Numerous batches of gin were made using different botanicals and different quantities of botanicals.  We kept note of all of the different recipes and we nosed and tasted them ourselves at first, before offering them to family members and friends for their feedback.  

Recipe No. 5 came out the firm favourite and so, after some pondering about a name, someone suggested it be called Gin No. 5 – and so it is!

Our premium, small batch, handcrafted gin is distilled in a 30 litre traditional pot still, capturing only the heart of the run, using the finest locally foraged and traditional botanicals and our own natural spring water.  The spring rises on land known as Roehill – named because of the abundance of roe deer roaming freely on the land. So, what name would we give to our new business? Roehill Springs Distillery of course! It followed then that a roe deer head would be the perfect Logo.  Roe deer are elegant, graceful and rather secretive; qualities we hope you will agree could be used to describe our gin.

Our traditional copper pot still with a large column and built-in vapour basket gives the vapour lots of copper contact – stillmen call this “the copper kiss” – which makes for a lighter, fruitier gin.
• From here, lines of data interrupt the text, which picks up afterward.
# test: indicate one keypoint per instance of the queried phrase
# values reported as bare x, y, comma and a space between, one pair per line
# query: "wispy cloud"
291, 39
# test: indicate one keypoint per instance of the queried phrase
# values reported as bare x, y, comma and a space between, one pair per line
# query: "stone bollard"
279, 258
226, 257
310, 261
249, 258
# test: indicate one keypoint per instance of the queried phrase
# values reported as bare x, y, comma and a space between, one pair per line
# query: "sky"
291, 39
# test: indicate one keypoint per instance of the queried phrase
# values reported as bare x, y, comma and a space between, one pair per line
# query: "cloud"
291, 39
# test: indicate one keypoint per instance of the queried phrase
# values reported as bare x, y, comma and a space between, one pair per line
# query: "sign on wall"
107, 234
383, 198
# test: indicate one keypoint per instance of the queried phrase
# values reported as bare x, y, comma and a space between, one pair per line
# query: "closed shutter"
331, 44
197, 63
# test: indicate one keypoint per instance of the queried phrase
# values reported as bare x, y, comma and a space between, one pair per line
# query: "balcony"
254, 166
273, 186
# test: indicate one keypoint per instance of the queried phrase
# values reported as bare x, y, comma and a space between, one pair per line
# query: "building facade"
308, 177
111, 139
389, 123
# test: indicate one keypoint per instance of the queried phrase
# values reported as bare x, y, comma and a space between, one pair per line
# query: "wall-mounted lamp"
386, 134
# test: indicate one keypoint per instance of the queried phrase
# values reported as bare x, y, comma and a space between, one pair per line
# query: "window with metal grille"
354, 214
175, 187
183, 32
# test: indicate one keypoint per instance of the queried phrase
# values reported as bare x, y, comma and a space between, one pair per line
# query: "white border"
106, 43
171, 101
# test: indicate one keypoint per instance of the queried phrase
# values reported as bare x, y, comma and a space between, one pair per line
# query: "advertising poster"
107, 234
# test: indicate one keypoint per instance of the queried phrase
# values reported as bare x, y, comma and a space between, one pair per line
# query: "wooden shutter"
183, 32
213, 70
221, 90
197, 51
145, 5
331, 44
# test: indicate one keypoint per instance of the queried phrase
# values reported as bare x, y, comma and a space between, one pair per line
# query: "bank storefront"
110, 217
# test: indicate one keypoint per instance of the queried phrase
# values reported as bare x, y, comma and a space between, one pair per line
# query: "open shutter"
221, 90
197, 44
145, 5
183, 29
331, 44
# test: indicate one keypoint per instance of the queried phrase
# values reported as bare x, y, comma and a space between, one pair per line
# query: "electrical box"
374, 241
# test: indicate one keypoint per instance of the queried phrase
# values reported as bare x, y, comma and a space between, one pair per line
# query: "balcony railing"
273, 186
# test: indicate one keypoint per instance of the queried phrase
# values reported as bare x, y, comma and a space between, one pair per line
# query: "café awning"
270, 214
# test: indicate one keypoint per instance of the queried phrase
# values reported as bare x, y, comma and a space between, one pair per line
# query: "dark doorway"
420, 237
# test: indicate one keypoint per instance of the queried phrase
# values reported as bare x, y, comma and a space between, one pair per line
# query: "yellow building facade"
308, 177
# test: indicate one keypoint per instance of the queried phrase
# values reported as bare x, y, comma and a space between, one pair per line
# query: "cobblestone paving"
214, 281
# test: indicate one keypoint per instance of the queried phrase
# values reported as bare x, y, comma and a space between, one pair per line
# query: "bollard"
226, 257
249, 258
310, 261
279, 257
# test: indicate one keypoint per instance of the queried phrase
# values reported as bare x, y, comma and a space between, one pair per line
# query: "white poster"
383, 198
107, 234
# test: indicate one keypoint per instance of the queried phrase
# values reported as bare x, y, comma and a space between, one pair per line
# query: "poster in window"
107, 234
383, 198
Here’s an interesting fact about the water we collect from our own natural spring (Roehill Spring) for the distillation and reduction processes. Up until 1977, Roehill Croft was occupied by brother and sister, John and Bell Wood. The croft house had no electricity or running water.  Every day, rain or shine, Bell would walk down through the fields into the haugh, a wooden yolk around her shoulders with a bucket either side, to fetch the water for household use.  The hardy pair lived well into their 90’s.  Perhaps the water from Roehill Spring has secret health-giving properties?